Module 5: Drama
1. Henrik Ibsen: The Wild Duck #
The following example is a fragment (the front matter, and pages 102 to 105, belonging to the fifth act) of Henrik Ibsen’s play The Wild Duck, encoded and made available by the University of Virginia Library, for their Text Collection.
The text of the play is preceded by front matter, consisting of a title page, and a table of contents.
The body of the play (<body>) consists of 5 acts, in which no further scenes are discerned. Acts are encoded in <div1> elements, with an "act" value for their @type attributes. The first act is preceded by a character list, encoded in a separate <div1> element, of @type "section". This character list is transcribed as part of the text’s body, in the form of a simple <list>, with role names and descriptions as plain text inside <item> elements. Inside the same <div1> element, the cast list is followed by two paragraphs (<p>). As descriptions of global aspects of the play’s settings, they could have been wrapped in a more expressive <set> element, were they transcribed as part of the text’s <front> part (<set> is only allowed as a child element of <front>). Inside the acts, each speech is marked with <sp>, indicating the speaker as it occurs in the source (<speaker>), without formal reference to the character’s “definition” in the cast list. This link could be provided with a @who attribute on <sp>.
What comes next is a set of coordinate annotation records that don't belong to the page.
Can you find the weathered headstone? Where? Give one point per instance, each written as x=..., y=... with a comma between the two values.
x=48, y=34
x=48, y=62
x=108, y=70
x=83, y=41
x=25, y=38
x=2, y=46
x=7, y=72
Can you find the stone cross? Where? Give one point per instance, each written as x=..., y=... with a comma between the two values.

Stage instructions are encoded inside <stage>. The speeches are encoded as prose paragraphs (<p>). Notice, however, how this encoding makes abstraction of physical lines: these are explicitly encoded using the <lb> element.
Besides the regular drama elements, this fragment also contains one footnote, which is transcribed as:
right before the corresponding page break (<pb>). From this encoding it is not clear, however, whether this is a transcribed authorial annotation, or an annotation made by the editor; the @resp attribute could have avoided this confusion. Moreover, as it apparently concerns a translation, the contents of the note could have been encoded more semantically as a <term> - <gloss> pair. The note indicator in the running text is encoded as <ref target="#note5">*</ref> where it occurs in the text.
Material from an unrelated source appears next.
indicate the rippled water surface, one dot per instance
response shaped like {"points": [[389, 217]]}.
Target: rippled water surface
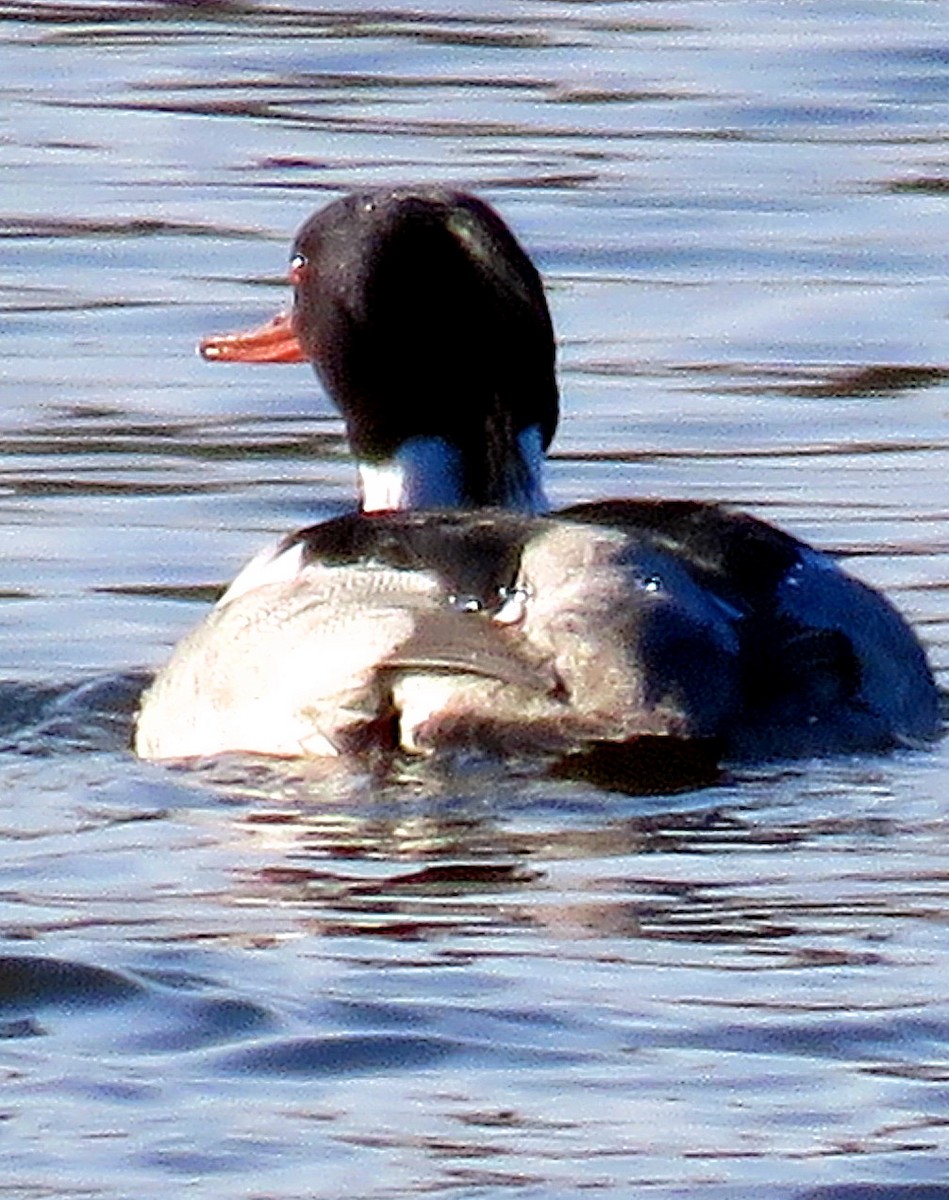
{"points": [[298, 982]]}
2. Christopher Marlowe: The Tragedie of Doctor Faustus (B text) #
The following example is a fragment (the front matter, scene 2 of the first act, and back matter) of Christopher Marlowe’s The Tragedie of Doctor Faustus (B text), encoded and made available by the Perseus Digital Library.
The text of the play is preceded by front matter, consisting of a character list, and a prologue. The character list is encoded as a <castList> structure within a <div> container in the <front> part. The cast list mainly consists of loose descriptions of the roles’ names (<role>) per character (<castItem>); some have a role description in <roleDesc>. The “Sins” are grouped in a labeled <castGroup> element; another <castGroup> groups Charles, Darius, and Alexander without explicit label. The cast list is concluded by a list of minor characters, grouped in a <castItem type="list"> element, which overrides the default value of "role" for the @type attribute on <castList>. The front matter is concluded with a prologue (<prologue>) consisting of a speech (<sp>) of 28 lines (<l>) spoken by the Chorus, as indicated by the @who attribute on <sp>, which refers to the ID code of the Chorus <role> in the cast list.
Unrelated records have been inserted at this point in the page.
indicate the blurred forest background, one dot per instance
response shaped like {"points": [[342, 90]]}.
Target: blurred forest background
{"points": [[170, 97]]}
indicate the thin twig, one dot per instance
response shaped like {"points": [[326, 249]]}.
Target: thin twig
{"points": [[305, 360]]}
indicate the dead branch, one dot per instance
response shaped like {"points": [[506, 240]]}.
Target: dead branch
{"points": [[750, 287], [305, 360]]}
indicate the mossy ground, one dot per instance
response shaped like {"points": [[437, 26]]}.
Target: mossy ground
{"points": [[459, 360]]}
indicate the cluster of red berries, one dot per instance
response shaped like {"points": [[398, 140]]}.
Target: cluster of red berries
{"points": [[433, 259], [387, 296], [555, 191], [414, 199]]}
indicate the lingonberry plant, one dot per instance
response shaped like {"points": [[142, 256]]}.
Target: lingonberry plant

The play is concluded by an 8 line <epilogue> (spoken by the Chorus), an <epigraph>, and trailing material in <trailer>. These are grouped in the <back> section.
The body of the play (<body>) consists of 20 scenes, grouped into 6 acts. Acts are encoded in <div1> elements, in which the scenes occur as <div2> elements. Each speech is marked with <sp>, containing the indication of the speaker as it occurs in the source text (<speaker>), as well as a formal indication (using the @who attribute). Stage instructions are encoded inside <stage>. Notice how the first 10 speeches contain paragraphs (<p>), while the last 4 are made up of verse lines (<l>).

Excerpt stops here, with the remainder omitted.